Lab 4: Generative Adversarial Networks, deadline: May 11

Introduction

In this lab, we will use a neural network to classify images, and then generate more images of the same type. Refer to chapter 6.2 of “Deep Learning with PyTorch” for more details if anything is unclear. You may also want to refer to this tutorial for the basics of defining Neural Networks in PyTorch.

The general idea of the lab is split into two tasks: First, you will build a classifier, that is able to identify one particular, handwritten digit (for example 2s) to learn the basics about Neural Networks in PyTorch, and how to use them. In the second task, you will build a second neural network that takes random numbers as its input and uses them to produce a new image of a 2. Each of these neural networks is trained using a target to calculate a loss. For the classifier, the loss is defined by how many digits it classifies wrongly (2s that are not identified as such, and other digits that are classified as 2s), while the generator uses the classifier to calculate its loss: The more generated images the classifier identifies as “fake”, the higher the loss of the generator. The two networks will therefore play a “game”: The classifier (also called “discriminator”) will become better and better at identifying “real” 2s, while the generator will become better and better at deceiving the discriminator.

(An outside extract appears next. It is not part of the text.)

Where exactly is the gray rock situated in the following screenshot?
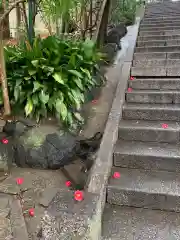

There are two ways to do this lab:

You can work with your local python installation. For this, install pytorch as described on their website (if you have doubts, use “Stable”, your OS, “pip”, and “Cuda 10.2”). You will need a 64bit installation of Python 3! Once you have installed torch, download this python file to get started. It will download and load the data set (note: The download is about 10MB in size, and it will uncompress to about 100MB), show you some basics of pytorch and provides a function to show or store images, which will be useful in this lab. The file also has clearly marked and numbered “TODO” sections for the parts you have to change, and the lab text will refer to these TODOs!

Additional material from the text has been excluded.